黑云满天,闷雷一点点滚过紫府上空,瓢泼大雨砸着湖面,水声哗哗作响,乌木船孤零零的泊在岸边,在空蒙水雾中看不分明。
船舱里紫眠跪在地上,还来不及换下湿衣,双手只是托着一卷金黄色的圣旨,兀自僵在原地发呆。
“师父…”一边明窗尘怯怯的轻唤着,有些害怕的望着紫眠。
宣读圣旨的太监已经离开,可那尖利的奇怪腔调似乎还缭绕在潮湿的船舱里。
“…司天监正四品天文官、著作佐郎、金门羽客紫眠者…恣肆桀骜,恃才放旷,与太子争道,实乃德行败坏…特革去职位,贬为庶人,归还原籍信州,钦此…”
紫眠没有理会徒儿,只是阴郁沉默的望着手中圣旨,跪姿端凝不动。明窗尘望着紫眠,忍不住身子一颤,泫然欲泣:“师父…”

第五十九章 谪贬

紫眠蓦然抬起头来,心中洞若明炬。与太子争道明明是两个多月前的事,何以圣上此时才对自己降罪?定然是宰相和太子,需要利用自己去扳倒大理寺卿吕大人;而他们又何以知道自己要对付吕大人,这一切便和楚珣脱不了干系!
他霍然站起身,狠狠握紧手中圣旨,咬牙道:“我要面见圣上!”
雨势未歇,天色依旧昏暗,紫眠急怒之下索性作法赶到皇宫外,却被侍卫拦下。
“放开我,我有急事求见圣上!”紫眠在雨中焦灼的睁大眼,望着全副武装的侍卫。
他必须见到皇帝——见到自己的父亲,告诉他他们都被蒙蔽了二十四年,他根本不是狐妖的儿子,他是他的血脉——他对父亲是心存芥蒂的,可如果此刻自己不求见他,他将一点转机都没有。他宁愿相信圣上是受人蒙蔽降下这道旨意,而不是当真要赶走自己的儿子。

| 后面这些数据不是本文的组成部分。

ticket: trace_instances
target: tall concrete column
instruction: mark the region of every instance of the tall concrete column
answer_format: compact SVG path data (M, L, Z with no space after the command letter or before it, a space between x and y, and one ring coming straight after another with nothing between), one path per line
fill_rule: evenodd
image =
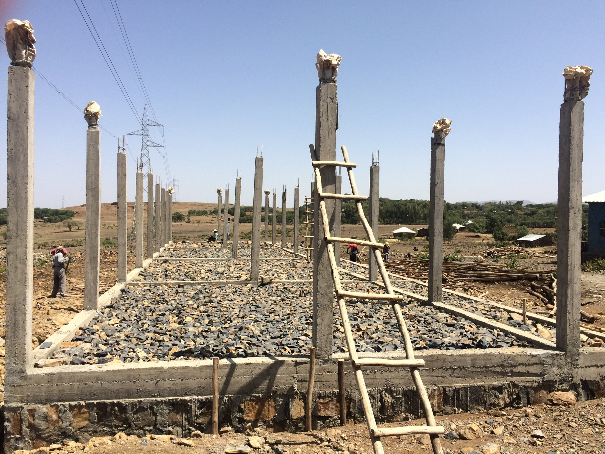
M168 224L166 219L166 188L162 188L161 190L160 196L161 201L160 202L160 209L162 210L162 247L163 248L166 246L166 231L168 229Z
M378 163L372 163L370 168L370 226L374 232L374 237L378 241L378 206L380 193L380 166ZM378 266L374 255L374 248L370 248L368 255L368 280L375 281L378 278Z
M235 200L233 209L233 240L231 243L232 257L237 258L237 246L240 239L240 199L241 197L241 178L235 179Z
M286 206L286 202L287 200L287 190L284 189L283 192L281 193L281 247L285 248L286 246L286 226L287 224L288 220L288 210Z
M300 188L296 186L294 188L294 240L293 249L294 253L298 252L298 230L300 224Z
M315 209L315 182L311 182L311 203L309 204L309 211L313 211ZM312 222L311 224L311 235L312 238L311 241L309 242L309 247L311 248L311 250L309 251L310 254L309 254L311 257L311 260L313 260L313 257L315 255L315 214L312 212L309 214L309 219L310 222Z
M155 240L154 244L155 245L155 252L160 252L160 249L162 248L162 189L160 187L160 183L155 183L155 206L154 210L155 212Z
M449 123L448 123L449 122ZM445 136L450 132L438 124L451 123L442 118L433 127L431 138L431 189L428 229L428 300L440 303L443 260L443 173L445 166Z
M229 226L229 189L225 189L225 205L224 208L223 209L224 211L224 214L223 217L224 218L224 220L223 222L223 247L227 249L227 226Z
M271 227L273 229L271 243L275 245L277 243L277 194L273 193L273 216L271 218Z
M580 100L588 93L588 78L566 76L565 100L561 105L559 117L557 347L565 352L567 365L564 372L560 372L564 377L560 375L560 378L563 383L574 385L576 390L580 388L581 346L580 318L584 102Z
M342 177L336 175L336 191L335 194L342 193ZM334 236L340 237L341 235L341 222L342 216L342 200L335 200L334 202ZM334 245L334 255L336 261L336 266L340 266L341 243L333 243ZM370 256L371 257L370 254Z
M261 205L263 203L263 157L254 162L254 197L252 200L252 244L250 251L250 278L259 278L261 255Z
M135 267L143 268L143 172L139 169L136 174L134 212L134 260Z
M315 91L315 159L336 160L338 128L338 102L335 81L320 82ZM319 173L322 191L333 193L336 190L336 168L324 166L320 169ZM315 189L316 193L313 194L313 344L317 349L317 358L326 361L329 361L332 355L334 286L324 239L323 219L319 215L319 200L316 194L319 188ZM330 224L329 230L333 233L334 200L327 199L325 202Z
M269 195L271 191L265 190L265 243L269 241Z
M172 191L168 194L168 244L172 242Z
M126 153L117 153L117 281L128 274L128 211Z
M34 88L30 68L8 67L7 99L6 396L31 369L33 300ZM9 377L10 380L9 380ZM11 398L6 401L10 402Z
M223 189L220 188L217 188L217 194L218 194L218 212L217 217L218 218L218 225L217 226L217 231L218 232L218 237L221 237L223 233L223 224L221 223L221 210L223 209Z
M153 258L153 174L147 174L147 258Z
M84 309L96 310L99 301L101 242L101 133L98 128L99 117L96 115L85 116L88 122L88 129L86 131Z

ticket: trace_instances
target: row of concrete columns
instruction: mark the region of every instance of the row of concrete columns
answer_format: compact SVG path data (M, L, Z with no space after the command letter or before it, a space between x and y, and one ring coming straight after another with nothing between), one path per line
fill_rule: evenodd
M138 168L135 174L135 267L143 267L143 203L142 169ZM128 211L126 154L117 153L117 281L126 282L128 275ZM168 194L168 196L166 196ZM154 203L154 178L147 175L147 243L148 258L153 257L154 251L159 252L164 245L172 241L172 194L170 190L155 185L155 203ZM87 202L88 203L88 202ZM99 202L100 203L100 202ZM154 218L155 217L155 222ZM87 215L88 222L88 216ZM154 229L155 227L155 229ZM154 237L155 229L155 236ZM91 243L94 244L94 242ZM94 255L94 251L93 251ZM94 265L94 264L93 264ZM92 298L92 297L91 297ZM90 301L93 304L93 300Z

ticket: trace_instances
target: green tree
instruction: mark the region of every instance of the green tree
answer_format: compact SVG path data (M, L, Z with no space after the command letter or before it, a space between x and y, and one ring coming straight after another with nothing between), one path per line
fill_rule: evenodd
M492 233L492 236L494 237L494 240L498 242L505 242L508 240L508 234L502 229L494 230Z

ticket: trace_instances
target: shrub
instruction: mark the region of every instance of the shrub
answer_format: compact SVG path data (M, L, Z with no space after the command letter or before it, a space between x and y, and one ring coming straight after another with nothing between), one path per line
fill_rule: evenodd
M115 246L116 243L111 241L111 238L103 238L101 240L101 246L105 246L106 248L110 248L112 246Z
M492 236L494 237L494 239L497 242L505 242L508 240L508 234L502 229L499 230L494 230L494 232L492 233Z
M582 263L583 271L605 271L605 258L593 258Z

“紫眠大人,”侍卫拦住紫眠,声音冷硬无情,“您的金门羽客身份已被禠夺,内监总管特地下令叮嘱,不得放您入宫。”
“我可以在这里等,只求大人替我通报!”紫眠不甘心放弃,挣开侍卫们的桎梏。
“回去吧紫眠大人,”禁军侍卫有些不耐烦,“圣上的圣旨加上皇后的懿旨,两道旨意禁止您入宫,死命令,您让我们通报给谁听?”
紫眠一时愣住,直觉的掐起手诀,却颓然放开双手,任侍卫将自己推搡在一边——闯,又能闯过几关?为了摇尾乞怜去抗旨不遵,只会罪上加罪…
宫门在这个时候被打开,吕大人撑着伞走出来,身后跟着侍从和内监。他抬眼打量了一下紫眠,见他颓唐的立在雨中,湿发黏了一脸,神色郁郁,浑身狼狈。吕大人脸颊一抽,鄙夷的目光凝在紫眠黯淡的眸子上,半晌开口道:“你也是个可怜人。”
紫眠身子一颤,跌跪在吕大人面前,半天说不出话来。吕大人望着淅沥的雨水打在紫眠身上,又顺着他的衣褶蜿蜒淌下,并不将手中雨伞施与他半分,反倒抬头望向天空,悻然道:“不成气候的混帐,耍阴谋动作也不快点…这雨还是迟了…”
话到临了吕大人的目光忽然变得悲怆,他狼狈的垂下眼掩饰自己的失态,步履匆匆的离开。紫眠望着他的背影,心头陡然一阵心灰意冷——面对数不清的狰狞丑恶,在这条路上盘桓,真的有意义吗?
他输了,输得一败涂地。紫眠挣扎着站起身来,不允许自己再这样丑态毕露——在权谋上天真幼稚、在遭遇谪贬时激愤颓丧、在谴责的目光前无地自容…他已经迷路了。
前路在哪里?他的前路在哪里?
腿脚像灌了铅一样沉重,迈开的步子却如同踩着棉花,虚无飘渺,却让紫眠无比疲倦。两个月的殚精竭虑,换来丧家之犬般的下场,他得逃离这一切耻辱…
宰相府门前停着考究的马车,楚珣躲在侍从的伞下,小心的跳下车,甫一落地,便抬头看见街对面的紫眠。他漆黑的眸子微微睁大,似在诧异紫眠何以如此狼狈,送去的目光饱含关切;继而他微微笑起来,笑容里似是有些自嘲与无奈,更多的仿佛亦是关切——您多保重吧,仁兄。
他早该想到的,一个能背叛恩师的人,当然可以越过他,去攀附更高的枝子。怪也只能怪自己,鬼迷了心窍,紫眠也扯起唇角笑笑,低下眼不看楚珣。他的心空落落却揪成一团,像被磨盘碾着,艰涩的挤出点破碎凌乱的字眼:很好…很好…
※※※※※※※※※※
大雨继续下,水气沁满宫殿玉阶,凝在成串的珠帘上,泛着湿润的光泽。
一颗通体透明的血赤色圆珠子,潋滟着琉璃彩光,正绕着一块酒杯口大小的疤痕,缓缓的滚动。
“我知道,你这伤,最讨厌下雨天…”涂饰着蔻丹的指尖拨动仙珠,云阳公主漫不经心的说着。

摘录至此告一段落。